For section 1, they document the intended purpose (ranking, not selecting — outputs are rankings for human reviewers, not autonomous hiring decisions), the API deployment architecture, and the instructions for use they provide to deployer customers, including explicit contraindications (the API should not be used as the sole determinant of any hiring decision).
For section 2, they produce datasheets for three datasets used in training and validation, include the fairness testing results, and document the design of the ranking algorithm and the reasoning behind the selected performance metrics. Human oversight at the deployer level is supported by a confidence score displayed with each ranking and a design constraint preventing any candidate from being screened out without the ranking being visible to the human reviewer.
For section 5, the risk register covers discriminatory ranking of candidates over 55 (identified in testing), the threshold calibration applied to reduce the disparity to below 2 percentage points, and the residual risk accepted.
For section 9, the post-market monitoring plan requires monthly accuracy checks against a rolling hold-out set and a quarterly subgroup fairness review, with a customer incident-reporting channel that feeds into the review cycle.
The full file runs approximately 80 pages. It is version-controlled in their compliance repository and kept at the disposal of the Austrian market surveillance authority for 10 years from the date the API first went live.
How Confir Helps
Confir's AITR compliance area (Data and Technical Robustness, covering Articles 10, 11, and 15) generates the Annex IV technical documentation pack through a structured intake process. Providers work through the nine Annex IV sections via plain-English prompts; the rule-based engine derives the required output — a print-ready Conformity Package — without requiring providers to interpret the Annex directly.
The AITR workflow also connects to the Article 47 EU Declaration of Conformity generated in the AIRC area, so the declaration is available to include in the technical file (section 8) from the start. The documentation pack is retained in Confir's audit-log system and can be exported in full for submission to competent authorities or notified bodies.
Pricing starts at €600 per year.
What Documentation Failures Look Like in Practice
Three patterns appear repeatedly in enforcement contexts.
Vague intended purpose. "The system assesses candidate suitability" is insufficient. Competent authorities need to understand what decisions the system informs, what the output looks like, what the score thresholds mean, and whether those thresholds have been calibrated. A vague statement prevents both conformity assessment and meaningful human oversight review.
Subgroup testing absent. Overall accuracy numbers that mask demographic disparities are a common and serious gap. Article 10(3) requires testing for bias; Annex IV section 2 is where the results live. A provider that cannot produce subgroup performance metrics has likely not done the testing.

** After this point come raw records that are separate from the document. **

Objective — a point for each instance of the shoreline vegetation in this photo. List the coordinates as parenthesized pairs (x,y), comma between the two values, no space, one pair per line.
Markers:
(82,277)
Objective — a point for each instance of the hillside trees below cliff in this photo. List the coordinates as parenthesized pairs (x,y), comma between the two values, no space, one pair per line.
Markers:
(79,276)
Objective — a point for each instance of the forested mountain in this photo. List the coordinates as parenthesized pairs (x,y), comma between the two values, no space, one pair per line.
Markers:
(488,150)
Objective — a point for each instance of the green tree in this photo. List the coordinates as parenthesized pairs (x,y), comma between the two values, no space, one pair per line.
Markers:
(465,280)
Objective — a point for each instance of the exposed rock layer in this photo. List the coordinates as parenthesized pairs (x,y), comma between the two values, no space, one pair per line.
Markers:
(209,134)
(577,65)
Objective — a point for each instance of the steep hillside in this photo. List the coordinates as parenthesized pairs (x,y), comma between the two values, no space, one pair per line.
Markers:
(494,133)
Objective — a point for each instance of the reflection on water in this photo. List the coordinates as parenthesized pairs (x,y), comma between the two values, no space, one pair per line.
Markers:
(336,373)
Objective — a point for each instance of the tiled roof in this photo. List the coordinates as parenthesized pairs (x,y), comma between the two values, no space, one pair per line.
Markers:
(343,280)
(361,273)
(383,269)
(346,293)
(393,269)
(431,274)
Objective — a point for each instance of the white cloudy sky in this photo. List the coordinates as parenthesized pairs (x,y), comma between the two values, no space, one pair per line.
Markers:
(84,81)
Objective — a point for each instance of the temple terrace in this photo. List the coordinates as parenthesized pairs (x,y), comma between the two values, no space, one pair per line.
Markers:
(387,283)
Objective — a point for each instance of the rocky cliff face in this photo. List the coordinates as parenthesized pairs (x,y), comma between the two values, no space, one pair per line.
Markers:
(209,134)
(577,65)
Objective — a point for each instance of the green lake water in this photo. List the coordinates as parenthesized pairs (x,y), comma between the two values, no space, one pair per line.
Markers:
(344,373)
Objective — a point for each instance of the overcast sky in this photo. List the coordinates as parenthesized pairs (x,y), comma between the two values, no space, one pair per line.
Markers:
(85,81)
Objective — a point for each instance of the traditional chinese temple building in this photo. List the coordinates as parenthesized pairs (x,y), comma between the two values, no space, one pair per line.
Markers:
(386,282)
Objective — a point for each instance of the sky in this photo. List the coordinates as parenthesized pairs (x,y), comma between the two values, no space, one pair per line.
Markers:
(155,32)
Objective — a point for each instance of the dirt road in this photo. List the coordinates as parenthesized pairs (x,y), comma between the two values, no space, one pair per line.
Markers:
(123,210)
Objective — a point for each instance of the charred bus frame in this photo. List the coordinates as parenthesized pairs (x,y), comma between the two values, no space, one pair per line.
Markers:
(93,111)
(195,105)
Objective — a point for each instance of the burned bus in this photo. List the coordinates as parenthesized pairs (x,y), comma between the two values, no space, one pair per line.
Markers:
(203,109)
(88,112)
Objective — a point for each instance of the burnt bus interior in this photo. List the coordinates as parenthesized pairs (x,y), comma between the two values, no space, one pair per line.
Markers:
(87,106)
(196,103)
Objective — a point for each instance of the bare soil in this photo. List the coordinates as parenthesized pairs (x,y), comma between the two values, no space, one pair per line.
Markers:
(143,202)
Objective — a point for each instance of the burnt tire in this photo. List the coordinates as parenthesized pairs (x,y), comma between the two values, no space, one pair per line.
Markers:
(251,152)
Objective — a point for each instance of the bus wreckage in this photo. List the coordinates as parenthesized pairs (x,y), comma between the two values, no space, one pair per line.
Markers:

Stale documentation. A system retrained on new data with no corresponding update to the technical file is non-compliant. Section 6 must record every material change and section 2 must be current. Competent authorities inspecting two years after market launch expect to see a file that reflects the system as deployed today, not as designed in 2024.
What to Do Now
The 2 December 2027 deadline creates a planning window, not a gap to ignore. Assembling a complete Annex IV file for a non-trivial system typically takes three to five months the first time: data governance procedures must be documented contemporaneously, fairness testing must be designed and run, the risk management system must produce records, and the human oversight design must be assessed before the architecture is locked.
Providers who start documenting in mid-2027 will find the deadline uncomfortably close. Those who begin now — building the documentation practice into their development workflow — will have a file that is both more complete and more credible when competent authorities ask for it.